Мастер-класс

Кристина Далчер, 2020

В США уже несколько десятков лет назад началась реформа образования. Чтобы эффективно распределять средства, учеников делят на уровни, каждый месяц измеряя их Коэффициент. Те, у кого он достаточно высок, получают право на привилегии и возможность поступить в колледж, отстающие же отправляются в таинственные интернаты в глубинке. Елена, успешный преподаватель и мать двух дочерей, совершенно раздавлена, когда Фредди, ее младшая, получает грозное уведомление о переводе. За фасадом благих намерений она замечает опасные призраки прошлого – ведь детей не впервые в истории делят на категории. На что готова мать, чтобы спасти своего ребенка? Встречайте новую книгу от автора всемирно известного романа «Голос» о будущем, которое может наступить уже завтра. «Далчер удивительным образом сочетает элементы триллера и антиутопии, фантазируя о том, к чему может привести тенденция оценивать детей по результатам тестов. Поклонники «Рассказа служанки» будут в восторге». – Publisher Weekly

Оглавление

Глава тринадцатая

У меня все хорошо.

У меня все хорошо, все хорошо, все хорошо, все хорошо.

Малколм и Энн уютно устроились и едят мороженое. Ну, допустим, Малколм-то ел обезжиренный замороженный йогурт, подслащенный «Сплендой», а вот Энн ложками уплетала пломбир «Роки-роуд», заедая его земляничным. Ни тот, ни другая понятия не имели о том, что было известно мне.

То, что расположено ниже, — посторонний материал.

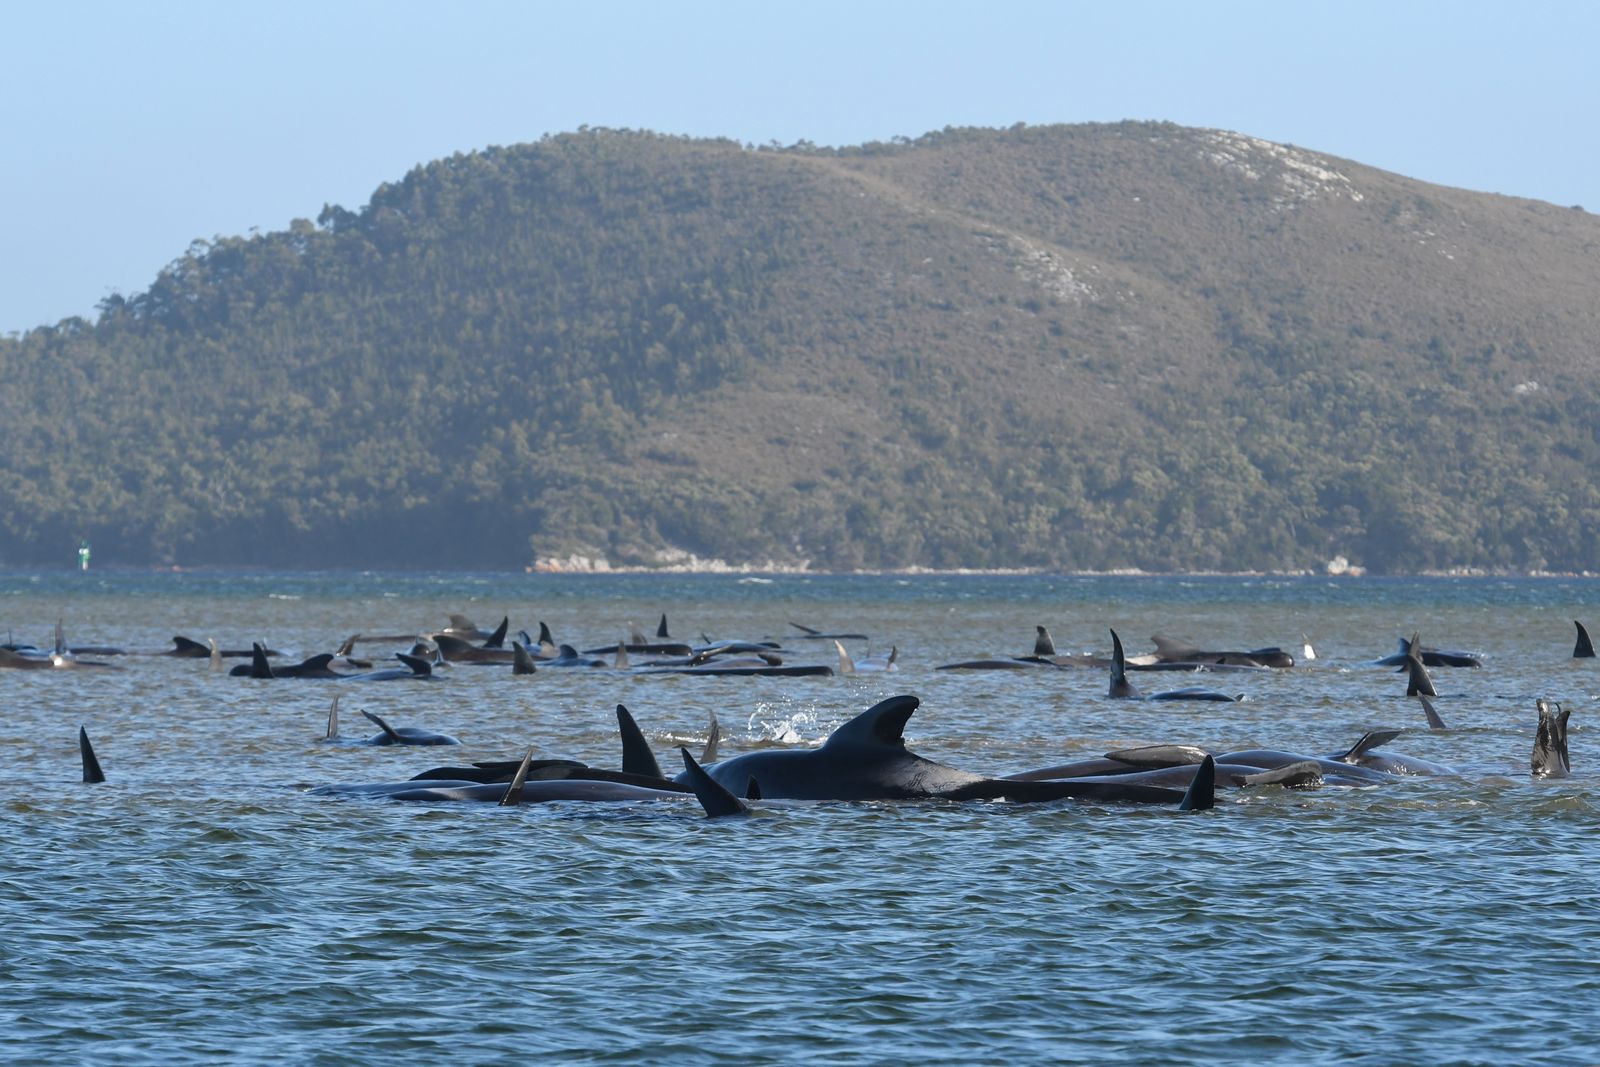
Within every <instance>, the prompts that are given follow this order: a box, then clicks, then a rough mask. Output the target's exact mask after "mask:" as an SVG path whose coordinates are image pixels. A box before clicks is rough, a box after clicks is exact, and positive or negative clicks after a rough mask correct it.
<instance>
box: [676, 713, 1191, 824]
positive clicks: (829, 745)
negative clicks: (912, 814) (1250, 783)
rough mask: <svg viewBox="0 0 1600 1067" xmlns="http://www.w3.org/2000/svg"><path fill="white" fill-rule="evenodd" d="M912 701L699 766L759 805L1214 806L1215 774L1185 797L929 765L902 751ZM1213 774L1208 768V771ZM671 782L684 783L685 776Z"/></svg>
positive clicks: (1141, 789)
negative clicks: (817, 734)
mask: <svg viewBox="0 0 1600 1067" xmlns="http://www.w3.org/2000/svg"><path fill="white" fill-rule="evenodd" d="M918 704H920V701H918V699H917V697H915V696H891V697H888V699H885V701H880V702H877V704H874V705H872V707H869V709H867V710H864V712H862V713H861V715H856V717H854V718H853V720H850V721H848V723H845V725H843V726H840V728H838V729H835V731H834V733H832V734H829V737H827V741H826V742H822V745H821V747H819V749H808V750H784V752H746V753H744V755H738V757H733V758H731V760H722V761H718V763H712V765H709V766H706V768H704V771H706V774H709V776H710V777H712V779H714V781H717V782H718V784H720V785H722V787H723V789H726V790H728V792H731V793H734V795H739V793H744V795H749V790H750V782H755V785H757V789H758V793H760V797H762V798H763V800H778V798H781V800H1011V801H1046V800H1069V798H1075V800H1096V801H1126V803H1162V805H1182V806H1184V808H1186V809H1195V811H1198V809H1205V808H1210V806H1211V805H1213V803H1214V771H1210V769H1208V771H1206V773H1203V774H1195V784H1194V787H1190V790H1189V792H1187V793H1186V792H1182V790H1176V789H1162V787H1154V785H1139V784H1126V782H1106V781H1096V782H1075V781H1048V782H1030V781H1011V779H997V777H984V776H981V774H971V773H968V771H960V769H957V768H952V766H946V765H942V763H934V761H933V760H928V758H925V757H920V755H915V753H914V752H910V750H909V749H906V737H904V729H906V721H907V720H909V718H910V715H912V712H915V710H917V707H918ZM1211 766H1213V768H1214V765H1211ZM675 781H678V782H683V784H690V773H688V771H685V773H683V774H680V776H678V777H677V779H675Z"/></svg>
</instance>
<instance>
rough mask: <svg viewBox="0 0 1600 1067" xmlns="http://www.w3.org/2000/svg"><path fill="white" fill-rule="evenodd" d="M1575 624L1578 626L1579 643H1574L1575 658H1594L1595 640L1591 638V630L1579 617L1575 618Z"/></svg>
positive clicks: (1594, 654)
mask: <svg viewBox="0 0 1600 1067" xmlns="http://www.w3.org/2000/svg"><path fill="white" fill-rule="evenodd" d="M1573 625H1576V627H1578V643H1576V645H1573V659H1594V657H1595V646H1594V641H1590V640H1589V630H1586V629H1584V624H1582V622H1579V621H1578V619H1573Z"/></svg>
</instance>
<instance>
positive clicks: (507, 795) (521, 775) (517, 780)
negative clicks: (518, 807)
mask: <svg viewBox="0 0 1600 1067" xmlns="http://www.w3.org/2000/svg"><path fill="white" fill-rule="evenodd" d="M531 765H533V749H528V755H525V757H522V763H520V765H518V766H517V773H515V774H512V776H510V782H507V784H506V792H504V793H501V800H499V806H501V808H515V806H517V805H520V803H522V784H523V782H526V781H528V768H530V766H531Z"/></svg>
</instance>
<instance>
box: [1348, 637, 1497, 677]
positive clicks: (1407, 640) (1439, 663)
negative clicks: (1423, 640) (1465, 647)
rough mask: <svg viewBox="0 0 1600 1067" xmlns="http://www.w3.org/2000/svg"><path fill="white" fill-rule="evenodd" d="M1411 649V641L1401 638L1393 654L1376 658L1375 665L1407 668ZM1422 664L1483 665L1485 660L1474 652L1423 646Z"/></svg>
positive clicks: (1476, 665)
mask: <svg viewBox="0 0 1600 1067" xmlns="http://www.w3.org/2000/svg"><path fill="white" fill-rule="evenodd" d="M1410 651H1411V641H1408V640H1405V638H1403V637H1402V638H1400V648H1397V649H1395V653H1394V654H1392V656H1384V657H1382V659H1374V661H1373V665H1374V667H1398V669H1402V670H1403V669H1405V657H1406V656H1408V654H1410ZM1421 653H1422V664H1424V665H1426V667H1482V665H1483V661H1482V659H1478V657H1477V656H1474V654H1472V653H1461V651H1451V649H1446V648H1422V649H1421Z"/></svg>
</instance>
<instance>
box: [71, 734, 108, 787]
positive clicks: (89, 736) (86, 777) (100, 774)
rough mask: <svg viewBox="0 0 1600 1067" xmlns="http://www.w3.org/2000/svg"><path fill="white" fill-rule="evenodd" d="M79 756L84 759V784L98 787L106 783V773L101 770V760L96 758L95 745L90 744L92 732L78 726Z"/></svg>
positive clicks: (78, 753)
mask: <svg viewBox="0 0 1600 1067" xmlns="http://www.w3.org/2000/svg"><path fill="white" fill-rule="evenodd" d="M78 755H82V757H83V782H85V784H88V785H98V784H99V782H104V781H106V771H102V769H99V760H96V758H94V745H91V744H90V731H88V729H86V728H83V726H78Z"/></svg>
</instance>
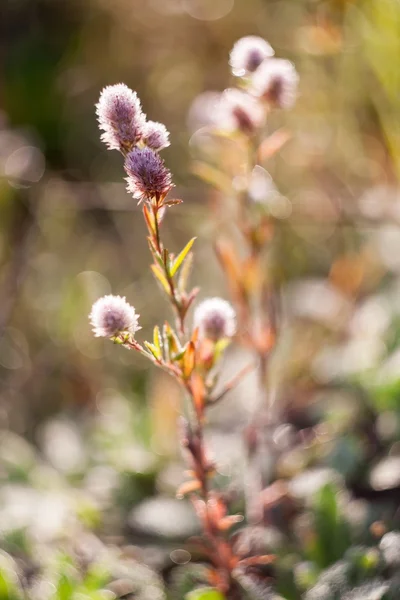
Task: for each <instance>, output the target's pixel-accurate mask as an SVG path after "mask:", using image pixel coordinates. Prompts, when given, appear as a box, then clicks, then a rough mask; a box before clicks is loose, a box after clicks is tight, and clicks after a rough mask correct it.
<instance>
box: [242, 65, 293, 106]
mask: <svg viewBox="0 0 400 600" xmlns="http://www.w3.org/2000/svg"><path fill="white" fill-rule="evenodd" d="M298 82H299V76H298V73H297V71H296V69H295V67H294V65H293V63H291V62H290V61H289V60H284V59H282V58H276V59H273V60H268V61H265V62H264V63H263V64H262V65H261V66H260V67H259V68H258V69H257V71H256V72H255V73H254V75H253V77H252V81H251V91H252V93H253V94H254V95H255V96H258V97H260V98H263V99H264V100H266V101H267V102H268V103H269V104H270V105H271V106H274V107H276V108H291V107H292V106H293V105H294V103H295V101H296V96H297V86H298Z"/></svg>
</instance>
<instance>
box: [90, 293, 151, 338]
mask: <svg viewBox="0 0 400 600" xmlns="http://www.w3.org/2000/svg"><path fill="white" fill-rule="evenodd" d="M89 319H90V323H91V325H92V326H93V332H94V334H95V336H96V337H107V338H112V337H115V336H117V335H119V334H121V333H128V334H130V335H132V336H134V335H135V333H136V332H137V331H138V330H139V329H141V328H140V326H139V324H138V319H139V315H137V314H136V311H135V309H134V308H133V306H131V305H130V304H128V302H127V301H126V300H125V298H122V297H121V296H112V295H109V296H104V297H103V298H99V299H98V300H97V301H96V302H95V303H94V304H93V306H92V311H91V313H90V315H89Z"/></svg>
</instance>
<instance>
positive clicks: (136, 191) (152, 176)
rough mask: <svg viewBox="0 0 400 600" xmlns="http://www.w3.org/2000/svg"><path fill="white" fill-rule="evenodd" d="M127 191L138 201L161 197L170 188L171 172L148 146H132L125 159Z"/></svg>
mask: <svg viewBox="0 0 400 600" xmlns="http://www.w3.org/2000/svg"><path fill="white" fill-rule="evenodd" d="M125 171H126V172H127V175H128V177H127V179H126V181H127V182H128V186H127V187H128V192H130V193H131V194H132V195H133V197H134V198H137V199H138V200H139V202H141V201H142V200H151V199H152V198H157V199H159V198H163V197H164V196H166V195H167V193H168V192H169V190H170V189H171V188H172V181H171V173H170V171H168V169H167V168H166V167H165V166H164V162H163V161H162V160H161V158H160V157H159V155H158V154H157V153H156V152H154V151H153V150H151V149H150V148H134V149H133V150H132V152H130V153H129V154H128V156H127V157H126V160H125Z"/></svg>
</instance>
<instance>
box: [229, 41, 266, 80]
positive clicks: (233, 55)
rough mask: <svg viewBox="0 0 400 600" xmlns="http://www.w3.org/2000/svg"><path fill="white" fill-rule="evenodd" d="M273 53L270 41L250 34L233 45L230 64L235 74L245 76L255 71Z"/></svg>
mask: <svg viewBox="0 0 400 600" xmlns="http://www.w3.org/2000/svg"><path fill="white" fill-rule="evenodd" d="M273 55H274V51H273V49H272V48H271V46H270V45H269V44H268V42H266V41H265V40H263V39H262V38H260V37H258V36H256V35H248V36H246V37H243V38H241V39H240V40H238V41H237V42H236V44H235V45H234V46H233V48H232V50H231V53H230V57H229V64H230V65H231V68H232V73H233V74H234V75H236V76H237V77H243V76H244V75H248V74H250V73H253V72H254V71H255V70H256V69H257V68H258V67H259V66H260V65H261V63H262V62H263V61H264V60H265V59H266V58H270V57H271V56H273Z"/></svg>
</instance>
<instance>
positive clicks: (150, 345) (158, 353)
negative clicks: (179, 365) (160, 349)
mask: <svg viewBox="0 0 400 600" xmlns="http://www.w3.org/2000/svg"><path fill="white" fill-rule="evenodd" d="M144 345H145V346H146V348H147V350H149V351H150V352H151V353H152V355H153V356H154V358H155V359H157V360H160V359H161V352H160V350H158V348H157V346H155V345H154V344H150V342H144Z"/></svg>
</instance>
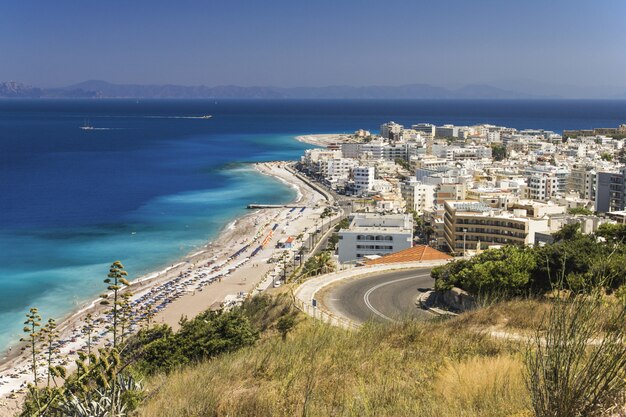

На мой взгляд, основная проблема заключалась в том, что мне достался муж, настолько погрузившийся в пузырь собственного интеллектуального превосходства, что представить себе существование какого бы то ни было мира за пределами этого кокона для него было абсолютно невозможно. Мысль о возможных неудачах внутри нашей семьи попросту не проникает в Малколмову систему оценок реальности. Ну, а Энн живет в состоянии того блаженного забвения, в котором способны существовать только тинейджеры.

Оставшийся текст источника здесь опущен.